Intervenendo all’incontro, Tomei ha sottolineato che «la viabilità è un sistema integrato, in cui ciascun gestore deve fare la propria parte. La nostra la facciamo ogni giorno, pur nella scarsità di risorse che in questi ultimi quattro anni hanno significato 110 milioni di euro in meno per manutenzioni e nuove infrastrutture».
Nella lettera si ricordano anche gli oltre 180 ponti sui quali è necessario eseguire periodiche manutenzioni per i quali servono maggiori risorse e «le grandi opere che attendono il via da anni, come la Cispadana, la Bretella Campogalliano Sassuolo e la cosiddetta “complanarina” di Modena.

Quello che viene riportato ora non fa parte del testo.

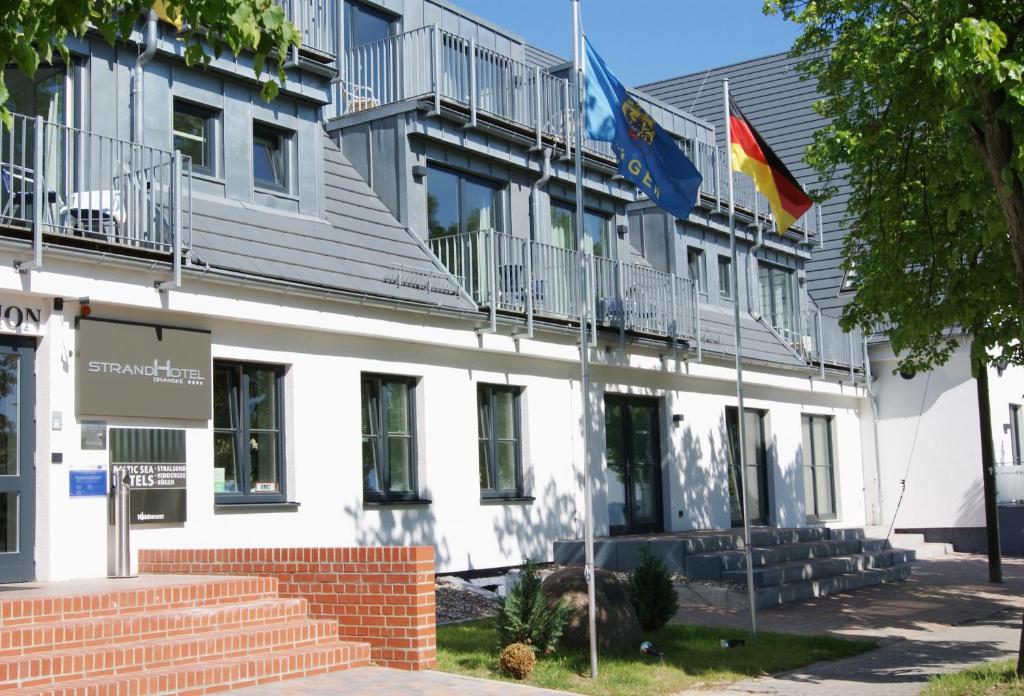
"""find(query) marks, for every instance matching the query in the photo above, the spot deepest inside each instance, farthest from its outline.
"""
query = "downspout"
(136, 85)
(535, 232)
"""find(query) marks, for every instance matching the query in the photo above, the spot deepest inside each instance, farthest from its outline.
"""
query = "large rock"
(617, 627)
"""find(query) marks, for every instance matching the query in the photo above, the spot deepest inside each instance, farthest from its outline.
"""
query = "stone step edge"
(226, 590)
(182, 621)
(219, 676)
(64, 665)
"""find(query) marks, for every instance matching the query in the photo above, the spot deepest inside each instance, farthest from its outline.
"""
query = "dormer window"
(270, 157)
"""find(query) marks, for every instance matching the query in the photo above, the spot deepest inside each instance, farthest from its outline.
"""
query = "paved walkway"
(945, 618)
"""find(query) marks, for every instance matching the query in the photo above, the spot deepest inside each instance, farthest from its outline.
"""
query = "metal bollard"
(122, 528)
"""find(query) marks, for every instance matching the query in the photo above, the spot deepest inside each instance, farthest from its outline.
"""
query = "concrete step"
(801, 590)
(817, 568)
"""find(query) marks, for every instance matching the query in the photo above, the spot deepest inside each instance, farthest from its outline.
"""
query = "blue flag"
(647, 155)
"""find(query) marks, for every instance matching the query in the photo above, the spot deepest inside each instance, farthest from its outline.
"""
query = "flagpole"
(584, 344)
(740, 425)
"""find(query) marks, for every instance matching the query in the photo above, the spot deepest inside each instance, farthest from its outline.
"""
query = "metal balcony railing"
(62, 181)
(317, 23)
(507, 273)
(431, 62)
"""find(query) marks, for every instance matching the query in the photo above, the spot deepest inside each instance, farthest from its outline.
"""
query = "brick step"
(62, 665)
(196, 592)
(782, 573)
(793, 592)
(31, 639)
(215, 677)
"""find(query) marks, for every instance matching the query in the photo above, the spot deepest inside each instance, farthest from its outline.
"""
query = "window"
(194, 129)
(248, 447)
(597, 234)
(501, 445)
(725, 277)
(695, 268)
(1016, 431)
(819, 485)
(459, 204)
(270, 157)
(388, 438)
(777, 298)
(365, 25)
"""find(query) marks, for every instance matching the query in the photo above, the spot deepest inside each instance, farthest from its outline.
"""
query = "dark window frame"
(385, 494)
(210, 117)
(242, 433)
(285, 137)
(488, 391)
(809, 463)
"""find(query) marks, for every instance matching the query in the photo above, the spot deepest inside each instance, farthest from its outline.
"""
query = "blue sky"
(646, 40)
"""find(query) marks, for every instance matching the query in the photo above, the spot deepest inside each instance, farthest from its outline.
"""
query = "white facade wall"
(326, 346)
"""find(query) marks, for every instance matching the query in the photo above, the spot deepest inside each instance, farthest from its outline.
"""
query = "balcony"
(70, 186)
(430, 63)
(317, 23)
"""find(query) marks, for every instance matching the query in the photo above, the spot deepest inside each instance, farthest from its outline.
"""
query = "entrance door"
(634, 465)
(17, 473)
(757, 466)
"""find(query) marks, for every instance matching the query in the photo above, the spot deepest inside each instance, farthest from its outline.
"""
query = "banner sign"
(143, 371)
(153, 463)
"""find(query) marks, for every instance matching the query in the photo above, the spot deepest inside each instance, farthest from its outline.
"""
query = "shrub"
(651, 592)
(526, 617)
(517, 660)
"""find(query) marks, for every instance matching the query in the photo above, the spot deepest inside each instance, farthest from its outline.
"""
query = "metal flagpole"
(740, 425)
(584, 343)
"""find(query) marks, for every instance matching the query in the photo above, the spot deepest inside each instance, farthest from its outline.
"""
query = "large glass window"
(388, 438)
(778, 298)
(248, 447)
(819, 475)
(365, 25)
(597, 232)
(195, 128)
(459, 203)
(500, 441)
(270, 157)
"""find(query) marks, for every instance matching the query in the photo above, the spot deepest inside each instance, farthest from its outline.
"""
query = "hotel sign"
(141, 370)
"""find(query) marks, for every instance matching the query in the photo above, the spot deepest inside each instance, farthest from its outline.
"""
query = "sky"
(646, 40)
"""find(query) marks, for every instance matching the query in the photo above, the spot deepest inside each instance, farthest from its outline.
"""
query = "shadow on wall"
(399, 526)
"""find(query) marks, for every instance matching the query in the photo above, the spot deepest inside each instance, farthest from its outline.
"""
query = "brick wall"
(381, 596)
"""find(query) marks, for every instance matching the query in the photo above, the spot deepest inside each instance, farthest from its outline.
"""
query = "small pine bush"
(651, 592)
(517, 660)
(525, 616)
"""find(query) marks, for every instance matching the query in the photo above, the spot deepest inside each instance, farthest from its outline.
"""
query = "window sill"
(507, 499)
(268, 507)
(396, 503)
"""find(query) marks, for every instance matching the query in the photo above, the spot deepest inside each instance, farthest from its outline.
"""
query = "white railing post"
(175, 200)
(538, 125)
(435, 80)
(472, 83)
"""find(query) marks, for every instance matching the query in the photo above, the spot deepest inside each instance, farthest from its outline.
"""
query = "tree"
(926, 109)
(36, 31)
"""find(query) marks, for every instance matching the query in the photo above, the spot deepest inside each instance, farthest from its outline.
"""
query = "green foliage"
(925, 102)
(651, 592)
(32, 31)
(525, 616)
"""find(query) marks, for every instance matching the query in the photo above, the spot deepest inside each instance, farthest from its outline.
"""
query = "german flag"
(751, 155)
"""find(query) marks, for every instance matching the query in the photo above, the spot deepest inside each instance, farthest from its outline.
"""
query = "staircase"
(163, 636)
(797, 564)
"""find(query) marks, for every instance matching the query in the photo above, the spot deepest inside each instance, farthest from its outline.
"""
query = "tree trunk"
(994, 140)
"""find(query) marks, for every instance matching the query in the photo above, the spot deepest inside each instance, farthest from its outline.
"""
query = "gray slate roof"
(778, 101)
(358, 249)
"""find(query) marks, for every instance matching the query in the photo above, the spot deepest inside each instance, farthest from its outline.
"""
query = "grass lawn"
(991, 679)
(693, 656)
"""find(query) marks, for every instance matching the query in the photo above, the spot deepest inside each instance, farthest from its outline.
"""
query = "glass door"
(17, 477)
(757, 466)
(634, 475)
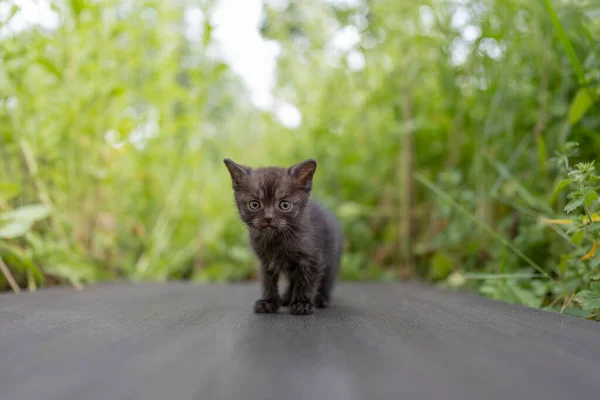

«Realizzare questi interventi – sottolinea Tomei – significa rendere maggiormente produttivo il nostro territorio, collegare distretti industriali, comunità di persone, agevolare il turismo. Sono certo che la ministra saprà prestare la giusta attenzione alle nostre richieste, per quanto ci riguarda, noi restiamo a disposizione per ogni contributo e chiarimento richiesto e le auguriamo buon lavoro per il nuovo incarico recentemente assunto».
Tra le altre opere di competenza statale sollecitate da Tomei figurano anche il completamento della tangenziale di Mirandola, la rotatorie tra la statale 12 Canaletto con la provinciale 1 a Sorbara e la provinciale 3 Giardini, le manutenzioni sulla via Emilia e la realizzazione di una rotatoria a Castelfranco Emilia oltre a un riassetto delle connessioni verso Modena e verso Reggio Emilia.
Alla ministra è stato consegnato anche un dossier sulla richiesta di interventi da parte di Anas, contenute in un recente ordine del giorno dei sindaci modenesi.